Positive Impact: how to recognise and measure it

Can we generate a positive impact through our activities and projects?

How can we measure this impact?

And who are the actors who will profit from this?

We hear about it on a regular basis and as an expression it can be misused: unfortunately, there are many companies that misinterpret its meaning, misleading (sometimes unintentionally) both the public and their stakeholders.

On the other hand, adhering to the canons of sustainability implies becoming producers of positive impact through our daily activities and actions.

Understanding what positive impact entails is essential not only to understand the consequences of what we do but also to prevent any negative effects at the source and bring about continuous improvement.

First of all, it is necessary to talk about the relativity of this concept: positive impact cannot be defined in absolute terms as it is a subject that must be declined according to the sector and type of activity and refined by referring to the actors receiving the impact.

An action able to have a positive impact on my business may have a negative one on that of my neighbour or on another located kilometres away: this is the main reason why it is necessary to estimate the impact before the action that generates it is performed.

While searching for a definition of positive impact that I could propose during my lectures and seminars, I found myself studying the meaning of the individual terms: ‘impact’ and ‘positive’.

Depending on the context, an impact may correspond to an action, an aggression or a shock; it may generate a metamorphosis or a change.

It is important to consider that it is not only physical or mechanical actions that generate an impact as this can be linked to an action of influence.

By analogy, we can use the (assonant) term ‘influencer’, which designates a popular figure capable of influencing public opinion on a defined topic. Indeed, the communication actions of an influencer can produce a positive or negative impact on his or her audience depending on the context, the influencer’s intentions/preparation, the content proposed, and the method used to communicate it.

In the case of the proposed example, the impact is not generated by physical contact but from a transmission of information.

Therefore, how can we know whether the impact we produce is positive or not?

The term ‘positive‘ refers to something that is certain, concrete, rational, takes reality into account and is of practical use. Positive is that which has a value greater than zero, which is constructive, which produces a favourable result, which constitutes a stage within a progression.

When we talk about positive impact, we are therefore talking about the combination of several elements: positive impact results from an action that is able to produce a change for the better with respect to the initial situation.

A positive impact is capable of producing a realistic, useful and practical result, with favourable consequences for the actors receiving the impact.

One step forward would be to start by asking ourselves questions about the identity of the actors receiving the impact, the consequences this entails and the extent of these consequences.

It is important to bear in mind that consequences can be positive or negative as well as voluntary or involuntary: we cannot always foresee what the consequences of our actions will be and the outcome does not always correspond to what was expected.

Responsibility for an impact can be partial, as there are positive and negative situations that are generated by a combination of different factors.

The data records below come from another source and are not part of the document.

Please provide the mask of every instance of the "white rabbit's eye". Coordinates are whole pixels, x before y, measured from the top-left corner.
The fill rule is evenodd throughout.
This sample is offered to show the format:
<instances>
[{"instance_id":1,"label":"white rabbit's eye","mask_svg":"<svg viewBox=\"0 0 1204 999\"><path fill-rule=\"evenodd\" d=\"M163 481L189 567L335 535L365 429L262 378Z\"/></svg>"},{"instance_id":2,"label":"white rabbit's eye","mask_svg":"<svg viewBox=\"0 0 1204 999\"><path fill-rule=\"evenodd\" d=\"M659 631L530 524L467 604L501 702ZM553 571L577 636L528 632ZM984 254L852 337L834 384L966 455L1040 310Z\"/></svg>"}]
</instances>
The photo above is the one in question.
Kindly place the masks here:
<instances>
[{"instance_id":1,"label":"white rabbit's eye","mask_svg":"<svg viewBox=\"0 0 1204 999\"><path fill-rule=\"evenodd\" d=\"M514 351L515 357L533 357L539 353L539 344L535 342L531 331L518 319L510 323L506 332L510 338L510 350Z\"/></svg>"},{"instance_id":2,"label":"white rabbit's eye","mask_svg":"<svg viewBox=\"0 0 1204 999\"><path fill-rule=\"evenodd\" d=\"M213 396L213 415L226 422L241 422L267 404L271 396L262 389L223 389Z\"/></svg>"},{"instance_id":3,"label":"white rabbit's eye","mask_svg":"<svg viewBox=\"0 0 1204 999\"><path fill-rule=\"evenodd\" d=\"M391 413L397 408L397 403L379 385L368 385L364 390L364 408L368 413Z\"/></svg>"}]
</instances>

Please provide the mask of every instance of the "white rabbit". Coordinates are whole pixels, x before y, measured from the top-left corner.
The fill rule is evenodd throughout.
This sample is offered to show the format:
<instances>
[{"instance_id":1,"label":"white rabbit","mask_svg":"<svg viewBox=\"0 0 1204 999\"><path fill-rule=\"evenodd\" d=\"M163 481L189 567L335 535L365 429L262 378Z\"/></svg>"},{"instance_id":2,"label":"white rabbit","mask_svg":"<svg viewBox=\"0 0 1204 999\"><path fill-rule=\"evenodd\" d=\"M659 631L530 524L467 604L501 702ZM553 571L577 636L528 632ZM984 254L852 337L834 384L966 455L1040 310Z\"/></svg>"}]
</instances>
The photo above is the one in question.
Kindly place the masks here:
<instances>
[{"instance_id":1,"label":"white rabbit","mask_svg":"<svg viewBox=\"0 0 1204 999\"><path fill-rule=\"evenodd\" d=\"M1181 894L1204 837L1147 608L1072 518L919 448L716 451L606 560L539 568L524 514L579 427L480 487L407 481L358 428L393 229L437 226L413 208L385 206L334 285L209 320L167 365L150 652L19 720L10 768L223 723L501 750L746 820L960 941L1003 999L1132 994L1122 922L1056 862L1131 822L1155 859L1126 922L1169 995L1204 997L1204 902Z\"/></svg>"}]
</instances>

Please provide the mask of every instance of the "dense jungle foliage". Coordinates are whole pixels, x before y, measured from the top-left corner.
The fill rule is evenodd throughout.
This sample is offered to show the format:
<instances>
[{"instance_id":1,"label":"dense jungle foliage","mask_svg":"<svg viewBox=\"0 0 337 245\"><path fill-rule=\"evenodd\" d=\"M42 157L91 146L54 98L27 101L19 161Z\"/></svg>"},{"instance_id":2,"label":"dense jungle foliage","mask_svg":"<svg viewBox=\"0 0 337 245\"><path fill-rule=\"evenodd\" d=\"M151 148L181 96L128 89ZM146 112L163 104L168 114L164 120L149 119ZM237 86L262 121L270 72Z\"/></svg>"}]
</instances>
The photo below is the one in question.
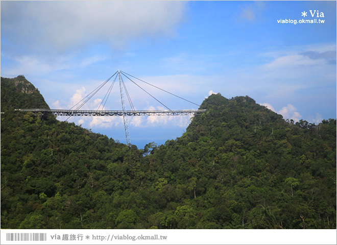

Therefore, the responsibility for an impact can also be attributed to a combination of actions performed by different actors; they then share responsibility for the positive or negative consequences of the impact.

The differentiating element concerning activities that embrace the themes of Sustainable Development and Corporate Social Responsibility concerns the combination of ‘positive impact + respect for the rights of those involved‘. Sustainability refers to a set of regulations and guidelines that drive actors to produce positive impact, while respecting the rights of the stakeholders involved.

To achieve a positive impact and to be able to measure it, it is necessary to set SMART objectives, an acronym that can be translated into: Specific, Measurable, Achievable, Relevant, Time-bound. Without a precise definition of objectives, measuring impact may prove difficult or even impossible.

These objectives must be based on positive and shared values, aimed at achieving a good that transcends the mere profit of the company.

It is also necessary to take into account all that is ‘the other’, i.e. to be able to identify the stakeholders who will be impacted and consult them in advance to get their opinion.

Finally, we need to define a measurement scale for the positivity of the impact and make an estimate of what the negative impacts might be, so that preventive and corrective actions can be predicted and implemented.

It is important to remember that an impact (positive or negative) may occur at a later date than the implementation of the action. Knowing how to estimate and manage the risk associated with each action can be useful in order to prevent negative consequences even in the long term.

In conclusion, I would like to emphasise that it is not only companies that can generate an impact on their stakeholders: the inverse, an impact of stakeholders on the company, is a possible event and its effects must be foreseen, considered and analysed carefully.